His friend whistled in mock sympathy. “Can’t be good. Still, it could be worse. At least it’s not the Garda.”
“Ah, shut up, ya fecker.”
He tossed the end of his cigarette into the ditch with a resigned sigh and started for the house, following a path worn thin from regular traffic, both human and animal. On his left, a long rock wall divided the field into parcels, and on his right, the pasture rolled into the distance, bisected by the main road before continuing on to the rocky shoreline. The weather was fine, but he could see clouds coming together over the ocean. Rain was on the way within the next hour, he estimated.
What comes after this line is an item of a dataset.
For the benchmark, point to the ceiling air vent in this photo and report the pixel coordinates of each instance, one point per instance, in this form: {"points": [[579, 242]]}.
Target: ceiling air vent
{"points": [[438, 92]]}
Trotting down the stairs onto the backyard’s flagstone terrace, he saw his mother standing in the open doorway. She looked tiny and frail, dwarfed by the massive farmhouse that framed her. He had stopped asking her every day if she felt all right. He knew she lied, and it made them both uncomfortable. Instead, he had learned to read the lines on her face as a more honest answer to his unspoken question. Looking at her as he came through the back door into the kitchen, he felt the heaviness in his heart lighten a bit. It was a good day.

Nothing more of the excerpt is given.